Contingencies are business issues like lawsuits, environmental liabilities, or other events where a company might face a gain or a liability in the future but can’t pin a dollar figure to it on a given financial reporting date. Investors have complained to FASB that they too often face surprises when companies resolve actions and disclose adverse consequences with little or no forewarning.

FASB first proposed a significant change to long-standing accounting and disclosure rules with a 2008 proposal that would have required companies to make some estimates about possible financial consequences and disclose them in financial statements. The corporate counsel community in particular protested that such disclosures would compromise attorney-client privilege and prejudice the outcome of negotiations or legal proceedings.

FASB reworked the proposal to drop the call for dollar figure projections but still require more disclosure than companies currently provide. FASB said it focused its disclosure requirements on information that should be available via other public documentation, such as lawsuits that are already filed in a court and therefore are publicly accessible.

FASB initially provided for a 60-day comment period when it published the proposal in mid-July, but then extended the comment period an additional month, through Sept. 20, when companies said they needed more time. At a meeting this week, FASB said it needs more time to digest the feedback and deliberate further changes to the proposal. As a result, the new standard will not be complete in time to meet the original target effective date, which was for fiscal years ending after Dec. 15, 2010.

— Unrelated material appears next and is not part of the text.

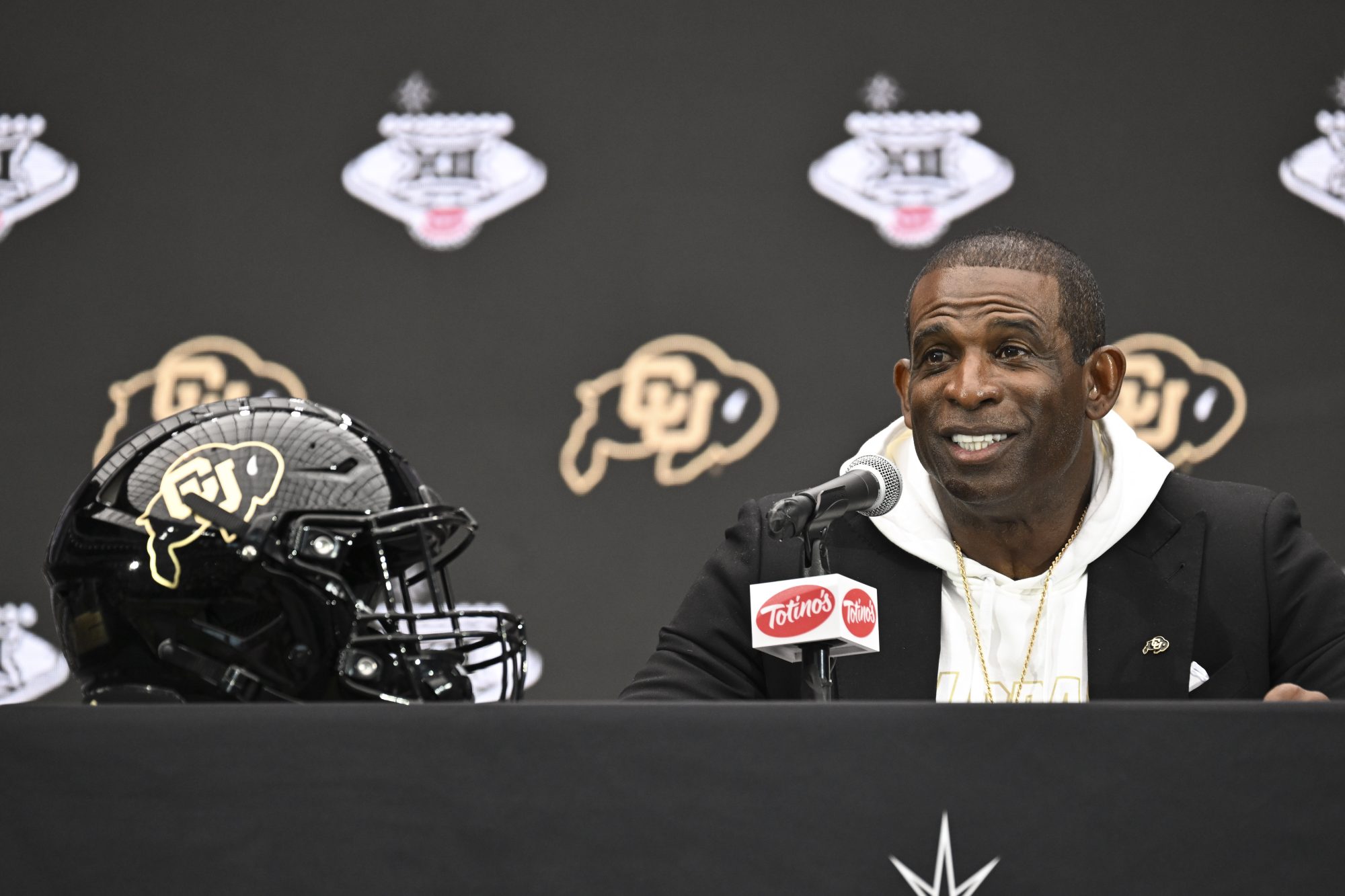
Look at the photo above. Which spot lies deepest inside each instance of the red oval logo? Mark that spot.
(796, 611)
(860, 612)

FASB did not project when it will conclude deliberations and implement the standard, saving that determination for a future board meeting. Less than a week prior, FASB took measures with the International Accounting Standards Board to slow progress on two standards that once held great prominence in the boards' plan to converge U.S. and international accounting rules. As a result, changes to financial statement presentation and financial instruments with characteristics of equity will take a back seat to other efforts around revenue recognition, leasing, and financial instruments more broadly.